Attachment forces of the hemelytra-locking mechanisms in aquatic bugs (Heteroptera: Belostomatidae)

Abstract

Combined hemelytra-locking system of Heteroptera, consisting of several locking mechanisms, aids the mechanical stabilisation of the body at rest, resists external loads, and keeps air stored with the option to easily unlock hemelytra prior to flight. The resistance to unlocking of the hemelytron was measured (in mN) with the aid of a load cell force transducer combined with a three-axial micromanipulator. It is shown that macro- and microstructural features of several submechanisms are responsible for their directionality. The highest resistance to unlocking was measured in lateral and dorsal directions. Summarised force of separately measured submechanisms was considerably lower than the force measured in the combined mechanism. Each submechanism is optimised for achieving high resistance to the hemelytron uncoupling in particular direction(s) and to be easily unlocked in another direction. It was demonstrated in the high-speed videorecordings that hemelytra uncoupling is promoted by their short anterior displacement.

Introduction

There are two functionally different groups of wing-locking mechanisms in Heteroptera: the first one serves for interlocking hindwings to hemelytra in flight and the second one for coupling both wing pairs to the body in the resting position. The first mechanism is responsible for the functional diptery, whereas the second one provides an additional mechanical stability to the body keeping hindwings dry and clean, and also preventing water loss.

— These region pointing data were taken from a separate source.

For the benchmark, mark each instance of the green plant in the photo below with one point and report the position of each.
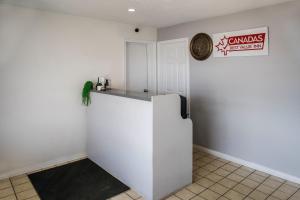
(86, 98)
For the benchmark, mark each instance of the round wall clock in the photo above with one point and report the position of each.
(201, 46)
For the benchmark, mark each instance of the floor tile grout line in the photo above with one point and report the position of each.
(275, 189)
(240, 182)
(13, 187)
(225, 177)
(293, 194)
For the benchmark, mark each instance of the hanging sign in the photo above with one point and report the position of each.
(251, 42)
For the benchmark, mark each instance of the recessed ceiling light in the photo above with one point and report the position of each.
(131, 10)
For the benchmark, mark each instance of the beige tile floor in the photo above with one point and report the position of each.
(213, 178)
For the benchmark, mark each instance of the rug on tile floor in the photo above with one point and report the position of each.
(80, 180)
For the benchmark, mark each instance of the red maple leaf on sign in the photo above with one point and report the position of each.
(223, 45)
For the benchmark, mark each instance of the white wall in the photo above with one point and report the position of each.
(45, 58)
(249, 107)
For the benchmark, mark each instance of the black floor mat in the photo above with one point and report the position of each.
(81, 180)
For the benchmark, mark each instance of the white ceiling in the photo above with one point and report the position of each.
(157, 13)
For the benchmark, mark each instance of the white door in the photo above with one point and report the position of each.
(173, 68)
(136, 67)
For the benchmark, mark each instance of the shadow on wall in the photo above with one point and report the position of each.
(202, 117)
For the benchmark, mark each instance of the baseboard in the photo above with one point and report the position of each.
(250, 164)
(43, 166)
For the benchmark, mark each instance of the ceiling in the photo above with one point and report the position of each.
(157, 13)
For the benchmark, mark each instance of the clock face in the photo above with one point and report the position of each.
(201, 46)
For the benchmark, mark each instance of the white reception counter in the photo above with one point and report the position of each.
(141, 140)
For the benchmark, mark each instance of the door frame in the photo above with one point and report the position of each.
(186, 40)
(153, 60)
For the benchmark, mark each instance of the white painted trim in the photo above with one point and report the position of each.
(43, 166)
(250, 164)
(188, 67)
(154, 60)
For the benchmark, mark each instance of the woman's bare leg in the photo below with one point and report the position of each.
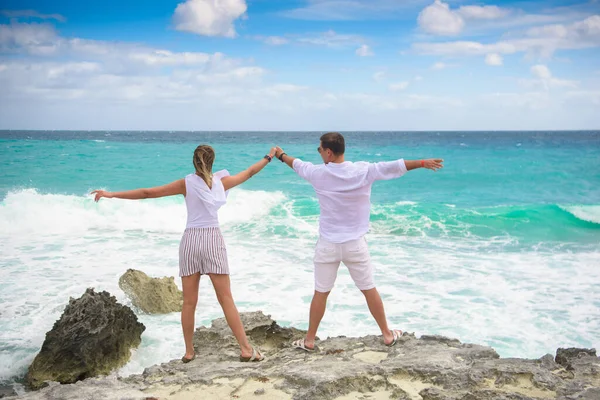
(188, 312)
(222, 287)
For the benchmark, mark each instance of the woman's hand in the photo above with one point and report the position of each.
(100, 194)
(433, 164)
(278, 151)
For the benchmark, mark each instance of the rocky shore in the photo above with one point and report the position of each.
(425, 368)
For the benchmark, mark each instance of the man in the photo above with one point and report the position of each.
(344, 192)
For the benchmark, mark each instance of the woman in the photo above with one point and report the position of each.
(202, 248)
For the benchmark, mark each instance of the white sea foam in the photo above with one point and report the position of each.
(55, 246)
(585, 213)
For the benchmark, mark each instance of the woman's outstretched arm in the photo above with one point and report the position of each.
(171, 189)
(237, 179)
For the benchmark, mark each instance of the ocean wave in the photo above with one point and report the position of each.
(27, 211)
(584, 213)
(524, 223)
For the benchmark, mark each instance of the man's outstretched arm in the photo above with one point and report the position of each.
(289, 160)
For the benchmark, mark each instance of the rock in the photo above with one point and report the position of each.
(6, 390)
(151, 295)
(428, 368)
(565, 356)
(93, 336)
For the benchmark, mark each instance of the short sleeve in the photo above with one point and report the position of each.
(304, 169)
(386, 170)
(218, 176)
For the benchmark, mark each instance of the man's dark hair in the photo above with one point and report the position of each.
(334, 141)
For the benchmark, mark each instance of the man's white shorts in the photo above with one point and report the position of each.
(355, 256)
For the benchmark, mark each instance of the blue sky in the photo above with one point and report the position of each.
(300, 65)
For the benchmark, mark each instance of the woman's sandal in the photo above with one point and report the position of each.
(186, 360)
(396, 333)
(301, 345)
(255, 357)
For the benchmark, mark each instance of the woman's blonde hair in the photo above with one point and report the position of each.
(204, 156)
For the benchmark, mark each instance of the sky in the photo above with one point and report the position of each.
(299, 65)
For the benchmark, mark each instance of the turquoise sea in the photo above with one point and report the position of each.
(501, 247)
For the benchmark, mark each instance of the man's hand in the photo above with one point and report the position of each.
(100, 194)
(278, 151)
(433, 164)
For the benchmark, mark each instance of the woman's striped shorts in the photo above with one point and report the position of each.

Because of the importance of the above mentioned functions, an ability to lock their wings to the body developed convergently in diverse insect groups (Gorb, 2001). Such wing-to-body locking devices have different designs and working principles in various insect groups. Many species can fix their wings to the thorax by the use of co-opted fields of cuticular outgrowths, such as spines, chetae, acanthae, microtrichia (Richards and Richards, 1979), located on the functionally corresponding surfaces of the thorax and wings (Richards, 1951). In Dermaptera, corresponding structures of two medio-dorsal thoracic fields and medial folds at the margins of covering wings consist of setae (Haas, 1995). Thoracic and wing fields may also consist of microtrichia, as those in representatives of Symphyta (Hymenoptera) (Schrott, 1986) and Chironomidae (Diptera) (Rodova, 1980). Wing-locking system based on microtrichia fields, also occurs in beetles (Coleoptera) (Baehr, 1980, Hammond, 1989, Samuelson, 1994, Samuelson, 1996). The beetle system is probably the most complex one regarding the shape of co-opted macrostructures, the number and directionality of fields of microtrichia involved (Gorb, 1998, Gorb, 1999, Haas and Beutel, 2001).

In aquatic Heteroptera, wings have an additional function: the space under the wings is used for air storage (Schuh and Slater, 1995). The hemelytra-locking mechanism takes part in sealing the space under the wings thus preventing air loss (Parsons, 1972). The mechanism can be divided into two types: those locking both hemelytra with each other and those locking the hemelytra to the body. Hemelytron-to-hemelytron locking mechanisms are (1) brush-to-brush system and (2) clavus–clavus clamp. Hemelytra-to-body locking mechanisms are (3) subcostal border of the hemelytra—lateral mesepimeron, (4) knob-and-socket system, (5) scutellum groove—clavus (Gorb and Perez Goodwyn, 2003).

The wing-locking mechanisms have been morphologically described (Poisson, 1924, Poisson, 1951, Cobben, 1957, Gorb and Perez Goodwyn, 2003), but the mechanical properties and functional significance of the single submechanisms have not been analysed previously. The objective of the present study was to measure the unlocking force of each wing-locking mechanism and that of the complete system of several locking mechanisms working together in aquatic bugs from the family Belostomatidae, in order to understand functional significance of morphological structures at the local and on global scales. We asked the following questions: Are there differences in the resistance among different unlocking directions? Is locking easier than unlocking? Do different locking mechanisms use different working principles? Is there combined working between mechanisms?